Trade mark decision

BL Number
Decision date
6 November 2001
Hearing Officer
Mr G Salthouse
Applicant for Invalidity
Alfredo International Inc
Registered Proprietor
J J Darboven Holding AG & Co
Sections 47(1) based on grounds 1(1), 3(1)(a), 3(1)(b), 3(4), 3(6), 5(1), 5(2), 5(4)(a) & 56


Sections 1(1), 3(1)(a), 3(1)(b), 3(4), 3(6), 5(1), 5(2), 5(4)(a) & 56 Application for Invalidity failed

Points Of Interest

  • Reputation: Where a party seeks to establish a reputation in the UK based on use outside the UK, Internet sites etc then evidence to support such claims needs to be very focussed and detailed.


The applicants stated that they have operated a restaurant under the name ALFREDO at the Epcot Center, Florida, for the past seventeen years. They have also operated a restaurant in New York since 1978 (currently closed but due to re-open in the year 2000). The applicants claimed that a great number of UK citizens visit the Epcot Center each year and claimed that some 35,000 UK citizens used their restaurant each year. The restaurant advertised in various publications, all US, and the applicants say they have had an Internet site under the name ALFREDO since 1996.

At the hearing the applicants’ representative said that he was not arguing the grounds under Sections 1(1), 3(1)(a), 3(1)(b), 3(4) and 3(6) but was not abandoning them in case they were needed on appeal. As the applicants had filed no evidence in support of the grounds under these sections, the Hearing Officer dealt with them briefly and dismissed them all.
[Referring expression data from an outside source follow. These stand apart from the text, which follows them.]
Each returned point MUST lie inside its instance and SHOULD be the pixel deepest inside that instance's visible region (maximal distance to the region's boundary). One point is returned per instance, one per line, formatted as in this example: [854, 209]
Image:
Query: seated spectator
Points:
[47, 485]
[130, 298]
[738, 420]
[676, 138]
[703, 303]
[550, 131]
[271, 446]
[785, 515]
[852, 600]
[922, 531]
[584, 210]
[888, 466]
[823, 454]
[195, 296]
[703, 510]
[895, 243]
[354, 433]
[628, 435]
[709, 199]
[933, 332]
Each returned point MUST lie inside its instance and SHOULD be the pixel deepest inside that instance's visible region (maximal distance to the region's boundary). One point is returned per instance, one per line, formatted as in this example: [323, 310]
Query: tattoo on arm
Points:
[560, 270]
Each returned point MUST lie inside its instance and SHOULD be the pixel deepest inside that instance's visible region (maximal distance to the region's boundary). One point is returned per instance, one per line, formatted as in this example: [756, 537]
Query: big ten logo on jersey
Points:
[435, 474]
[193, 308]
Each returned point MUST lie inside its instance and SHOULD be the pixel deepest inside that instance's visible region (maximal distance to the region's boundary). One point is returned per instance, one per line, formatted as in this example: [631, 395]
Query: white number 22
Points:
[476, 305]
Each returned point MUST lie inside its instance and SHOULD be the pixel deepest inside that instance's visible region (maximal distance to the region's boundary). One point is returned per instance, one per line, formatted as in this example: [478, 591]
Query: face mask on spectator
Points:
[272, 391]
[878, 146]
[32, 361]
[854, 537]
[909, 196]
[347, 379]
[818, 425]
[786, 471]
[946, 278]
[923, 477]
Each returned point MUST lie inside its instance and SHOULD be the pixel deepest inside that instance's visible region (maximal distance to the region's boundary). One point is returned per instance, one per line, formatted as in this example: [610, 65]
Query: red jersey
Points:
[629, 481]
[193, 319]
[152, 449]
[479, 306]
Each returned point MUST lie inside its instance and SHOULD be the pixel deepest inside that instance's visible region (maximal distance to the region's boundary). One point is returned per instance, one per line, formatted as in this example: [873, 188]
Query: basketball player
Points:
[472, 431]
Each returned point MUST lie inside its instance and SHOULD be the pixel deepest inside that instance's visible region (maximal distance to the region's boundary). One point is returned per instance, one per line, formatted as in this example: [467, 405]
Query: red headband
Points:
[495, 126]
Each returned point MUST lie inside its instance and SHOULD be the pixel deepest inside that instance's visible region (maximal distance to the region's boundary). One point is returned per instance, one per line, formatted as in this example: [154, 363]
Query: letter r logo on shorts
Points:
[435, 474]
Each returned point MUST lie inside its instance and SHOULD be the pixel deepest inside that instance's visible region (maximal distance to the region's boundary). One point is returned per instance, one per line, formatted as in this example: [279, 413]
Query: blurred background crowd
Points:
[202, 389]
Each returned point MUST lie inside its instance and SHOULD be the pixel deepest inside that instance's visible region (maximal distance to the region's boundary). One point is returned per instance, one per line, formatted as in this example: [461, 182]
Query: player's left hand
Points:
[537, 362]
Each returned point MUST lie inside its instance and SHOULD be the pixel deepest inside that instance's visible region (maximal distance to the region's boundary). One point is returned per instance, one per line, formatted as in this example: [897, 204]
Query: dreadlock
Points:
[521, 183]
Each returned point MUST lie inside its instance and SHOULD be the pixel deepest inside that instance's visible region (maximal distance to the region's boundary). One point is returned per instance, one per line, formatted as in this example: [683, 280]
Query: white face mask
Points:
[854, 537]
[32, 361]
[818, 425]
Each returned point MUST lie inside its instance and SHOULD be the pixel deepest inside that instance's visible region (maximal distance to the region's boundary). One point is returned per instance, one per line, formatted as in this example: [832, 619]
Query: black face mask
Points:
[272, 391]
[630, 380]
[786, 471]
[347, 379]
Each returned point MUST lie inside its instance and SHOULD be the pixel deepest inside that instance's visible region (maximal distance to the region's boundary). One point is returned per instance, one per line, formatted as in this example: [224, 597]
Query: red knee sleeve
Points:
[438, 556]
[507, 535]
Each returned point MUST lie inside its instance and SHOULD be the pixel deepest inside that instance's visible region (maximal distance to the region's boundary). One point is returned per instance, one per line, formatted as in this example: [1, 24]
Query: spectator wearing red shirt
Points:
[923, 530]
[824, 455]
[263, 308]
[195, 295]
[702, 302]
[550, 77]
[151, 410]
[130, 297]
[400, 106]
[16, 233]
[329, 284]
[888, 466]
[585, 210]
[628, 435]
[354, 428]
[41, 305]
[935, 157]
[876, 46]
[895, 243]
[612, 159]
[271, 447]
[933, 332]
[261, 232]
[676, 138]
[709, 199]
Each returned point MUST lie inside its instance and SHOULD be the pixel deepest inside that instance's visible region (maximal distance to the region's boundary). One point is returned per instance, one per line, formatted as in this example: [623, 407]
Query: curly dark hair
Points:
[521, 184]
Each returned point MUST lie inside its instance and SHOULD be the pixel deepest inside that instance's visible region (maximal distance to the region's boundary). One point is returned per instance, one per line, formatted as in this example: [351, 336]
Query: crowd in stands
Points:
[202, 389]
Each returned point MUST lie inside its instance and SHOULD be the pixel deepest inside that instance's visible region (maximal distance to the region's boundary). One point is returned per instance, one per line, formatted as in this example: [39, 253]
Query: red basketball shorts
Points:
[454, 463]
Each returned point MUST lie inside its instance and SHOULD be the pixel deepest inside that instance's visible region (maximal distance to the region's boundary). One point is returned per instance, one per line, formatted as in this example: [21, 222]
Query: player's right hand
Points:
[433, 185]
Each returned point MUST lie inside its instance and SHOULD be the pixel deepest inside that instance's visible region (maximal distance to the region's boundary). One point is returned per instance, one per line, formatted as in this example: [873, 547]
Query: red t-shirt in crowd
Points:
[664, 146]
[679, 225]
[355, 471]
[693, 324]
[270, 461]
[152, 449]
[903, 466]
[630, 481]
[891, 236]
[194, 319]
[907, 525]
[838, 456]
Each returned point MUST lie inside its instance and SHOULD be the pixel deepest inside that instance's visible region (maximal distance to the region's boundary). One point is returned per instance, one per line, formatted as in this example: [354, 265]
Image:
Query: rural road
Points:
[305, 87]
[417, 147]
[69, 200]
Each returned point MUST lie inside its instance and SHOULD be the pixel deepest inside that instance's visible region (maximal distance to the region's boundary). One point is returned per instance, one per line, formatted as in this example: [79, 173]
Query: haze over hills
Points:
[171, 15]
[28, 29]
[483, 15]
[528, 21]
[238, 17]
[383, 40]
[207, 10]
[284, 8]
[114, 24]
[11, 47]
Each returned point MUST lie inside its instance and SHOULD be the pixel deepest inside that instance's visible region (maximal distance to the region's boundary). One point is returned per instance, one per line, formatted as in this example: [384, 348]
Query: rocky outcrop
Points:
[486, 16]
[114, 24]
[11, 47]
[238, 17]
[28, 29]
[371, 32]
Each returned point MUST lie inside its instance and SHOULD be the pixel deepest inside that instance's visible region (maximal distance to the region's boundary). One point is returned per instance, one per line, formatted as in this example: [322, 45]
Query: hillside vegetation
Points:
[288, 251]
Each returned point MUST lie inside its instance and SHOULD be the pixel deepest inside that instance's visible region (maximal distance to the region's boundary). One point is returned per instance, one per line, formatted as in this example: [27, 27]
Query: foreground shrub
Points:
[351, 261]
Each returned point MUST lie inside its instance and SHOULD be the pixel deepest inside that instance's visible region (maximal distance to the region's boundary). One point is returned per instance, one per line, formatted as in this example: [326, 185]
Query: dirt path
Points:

Under Sections 5(1), 5(2), 5(4)(a), and 56 the Hearing Officer noted the applicants claims to be well known in the UK because the UK and USA are neighbouring territories which share the same language and media and have close trade relations. Attention was also drawn to the use of the Epcot Center restaurant by a significant number of UK residents. The Hearing Officer refused to accept such arguments. In his view the applicants had failed to show that they had any reputation in the UK and the claims made were not substantiated by any real evidence. Even the Internet site, which could be accessed by UK residents, clearly refers to a service which is available only in the USA. The applicant thus failed on these grounds.